David Pinheiro Vicente: There were many memories from growing up and my teen years in the Azores, the Portuguese islands where I come from. There is such a different feeling of nature and intimacy there, and I only realized it when I went to Lisbon to study. Young people connect to each other in a group sense, and, in a way, so many things, even sensual experiences, are actually group experiences. So everything you see In some way I took from people I knew and things I saw.
Can you tell us some of your inspirations as a filmmaker? Because, while I can reflect on how the film makes me think of cinema history, the film seems to be inspired by painting, literature and much more.
Yes, many things were inspiring. The film started with an Emily Dickinson poem, about the Bible. She seemed to have a completely different approach to it, and talked about ‘lost boys’ which hit home with my childhood experiences and people I knew growing up. Her connection between religion and teenage years, and sexual awakening was crucial.
Also I’d say classical painting in more of the sense of the gesture in classical painting. And also photography, contemporary photography, that takes on classical painting for ways of showing the human figure and significant, not realistic, gestures that can sum up narrative intention. So Tina Barney, photographer, was super important. And of course Bresson, Lucrecia Martel, Manoel de Oliveira, and so many others.
While it is comparatively measured there is a sense of immediacy and vitality in the film – the visceral nature of the past can still penetrate the fog of remembrance. Was that reflected on the shoot? Was it a quick and easy shoot or the opposite?

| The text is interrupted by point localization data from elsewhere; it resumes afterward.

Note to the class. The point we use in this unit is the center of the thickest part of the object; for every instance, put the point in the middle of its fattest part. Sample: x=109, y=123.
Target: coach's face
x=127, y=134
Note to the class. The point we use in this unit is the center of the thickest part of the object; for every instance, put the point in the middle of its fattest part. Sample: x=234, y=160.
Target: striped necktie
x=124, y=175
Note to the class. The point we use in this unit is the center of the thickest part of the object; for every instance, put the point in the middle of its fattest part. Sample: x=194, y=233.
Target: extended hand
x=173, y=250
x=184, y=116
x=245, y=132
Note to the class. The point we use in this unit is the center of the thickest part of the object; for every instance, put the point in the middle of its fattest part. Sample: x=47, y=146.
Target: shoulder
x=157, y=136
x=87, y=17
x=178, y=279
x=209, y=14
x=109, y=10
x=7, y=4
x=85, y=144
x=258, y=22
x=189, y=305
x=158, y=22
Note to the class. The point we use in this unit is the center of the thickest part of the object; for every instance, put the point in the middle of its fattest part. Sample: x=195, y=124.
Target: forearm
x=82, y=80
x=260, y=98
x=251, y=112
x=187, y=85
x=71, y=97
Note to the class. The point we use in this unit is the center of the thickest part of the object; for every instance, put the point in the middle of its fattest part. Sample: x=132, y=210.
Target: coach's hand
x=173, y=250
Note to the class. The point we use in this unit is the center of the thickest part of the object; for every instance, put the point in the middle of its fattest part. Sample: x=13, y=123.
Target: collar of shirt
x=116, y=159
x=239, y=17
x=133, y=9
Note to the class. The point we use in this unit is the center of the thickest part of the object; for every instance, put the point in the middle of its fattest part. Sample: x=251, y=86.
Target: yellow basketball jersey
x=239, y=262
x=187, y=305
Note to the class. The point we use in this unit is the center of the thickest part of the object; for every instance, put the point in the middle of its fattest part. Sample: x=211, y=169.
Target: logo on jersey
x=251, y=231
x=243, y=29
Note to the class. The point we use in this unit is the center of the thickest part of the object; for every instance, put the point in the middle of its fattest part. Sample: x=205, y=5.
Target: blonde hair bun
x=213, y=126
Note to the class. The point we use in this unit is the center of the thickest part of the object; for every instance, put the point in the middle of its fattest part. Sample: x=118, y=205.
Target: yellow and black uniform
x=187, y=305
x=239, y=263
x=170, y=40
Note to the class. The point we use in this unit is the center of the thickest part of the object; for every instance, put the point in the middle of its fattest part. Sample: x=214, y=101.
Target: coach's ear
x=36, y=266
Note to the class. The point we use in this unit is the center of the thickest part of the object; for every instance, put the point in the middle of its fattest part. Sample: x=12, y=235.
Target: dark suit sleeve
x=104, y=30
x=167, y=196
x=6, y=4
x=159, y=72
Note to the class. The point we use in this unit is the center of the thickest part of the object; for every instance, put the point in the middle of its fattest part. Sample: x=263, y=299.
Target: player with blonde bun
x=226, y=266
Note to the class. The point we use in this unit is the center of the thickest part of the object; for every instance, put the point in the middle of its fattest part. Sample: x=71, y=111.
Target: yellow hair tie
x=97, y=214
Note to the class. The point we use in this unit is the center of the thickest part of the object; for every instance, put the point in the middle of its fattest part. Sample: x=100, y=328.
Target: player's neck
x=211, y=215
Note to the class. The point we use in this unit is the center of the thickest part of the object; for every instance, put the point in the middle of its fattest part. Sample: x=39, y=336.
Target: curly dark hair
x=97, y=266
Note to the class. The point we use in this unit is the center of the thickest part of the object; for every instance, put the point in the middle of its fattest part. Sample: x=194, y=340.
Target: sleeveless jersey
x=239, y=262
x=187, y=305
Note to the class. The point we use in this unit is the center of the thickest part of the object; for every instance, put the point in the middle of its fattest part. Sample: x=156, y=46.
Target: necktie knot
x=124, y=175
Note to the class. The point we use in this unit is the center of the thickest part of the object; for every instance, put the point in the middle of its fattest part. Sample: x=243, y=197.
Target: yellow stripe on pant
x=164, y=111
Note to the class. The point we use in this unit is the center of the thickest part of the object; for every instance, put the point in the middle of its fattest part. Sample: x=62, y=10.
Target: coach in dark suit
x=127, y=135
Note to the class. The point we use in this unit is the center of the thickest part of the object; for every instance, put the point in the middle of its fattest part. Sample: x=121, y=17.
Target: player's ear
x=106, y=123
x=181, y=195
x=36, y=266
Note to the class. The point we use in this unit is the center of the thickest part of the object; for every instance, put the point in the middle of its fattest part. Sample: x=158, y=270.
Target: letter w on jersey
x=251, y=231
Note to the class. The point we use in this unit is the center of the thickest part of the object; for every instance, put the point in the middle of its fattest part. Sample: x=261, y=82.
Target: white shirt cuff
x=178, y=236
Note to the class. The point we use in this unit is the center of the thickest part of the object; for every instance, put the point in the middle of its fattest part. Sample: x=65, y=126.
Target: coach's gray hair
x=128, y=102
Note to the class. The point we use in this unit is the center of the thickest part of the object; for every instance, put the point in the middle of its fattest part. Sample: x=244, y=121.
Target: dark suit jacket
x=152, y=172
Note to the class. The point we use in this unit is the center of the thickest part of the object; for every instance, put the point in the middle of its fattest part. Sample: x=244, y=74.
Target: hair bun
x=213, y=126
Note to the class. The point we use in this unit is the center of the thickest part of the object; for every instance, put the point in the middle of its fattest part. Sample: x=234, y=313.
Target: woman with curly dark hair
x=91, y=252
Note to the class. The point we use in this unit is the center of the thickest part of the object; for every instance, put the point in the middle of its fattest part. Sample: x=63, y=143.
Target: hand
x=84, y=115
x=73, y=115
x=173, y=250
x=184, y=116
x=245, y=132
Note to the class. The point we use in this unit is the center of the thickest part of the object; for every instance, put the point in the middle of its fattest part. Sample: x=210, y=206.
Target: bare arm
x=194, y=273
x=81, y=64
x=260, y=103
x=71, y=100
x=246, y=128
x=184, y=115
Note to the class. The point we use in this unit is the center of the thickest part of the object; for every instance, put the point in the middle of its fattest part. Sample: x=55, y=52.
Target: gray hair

It was quick in a way, and long in a way. But that process (it’s almost a process I think) you talk about, remembrance, is almost too internal to think there. I think it was there, in my subconscious decisions. And things seemed slow and measured because we prepared everything with time, everything was marked, everything was studied in a way, and seemed fresh also because when you work with young people like that they are always playing when you are preparing the shot, and suddenly you see this amazing thing and you include it. So both.
What do you think it is about this time that is seeing such great short films being made in Portugal?
It’s a wonderful time to be working in film in Portugal, because there are amazing people and amazing films, but it’s also a rough time because the conditions are not good, and people fight so much to be able to make each film. There is talent and there is perseverance. So I hope for even better times, when more parts of the spectrum are good.
How are you looking forward to Future Frames and Karlovy Vary?
I’m so looking forward to it, to see all the films, and be able to meet new and interesting people working right know! And it’s always a pleasure to have a platform to showcase this film that is very dear to me.
What projects are you working on next?
I’m working on some things. Mainly working on a short film, a personal film from family stories on rural Portugal, and I couldn’t be more excited to do it.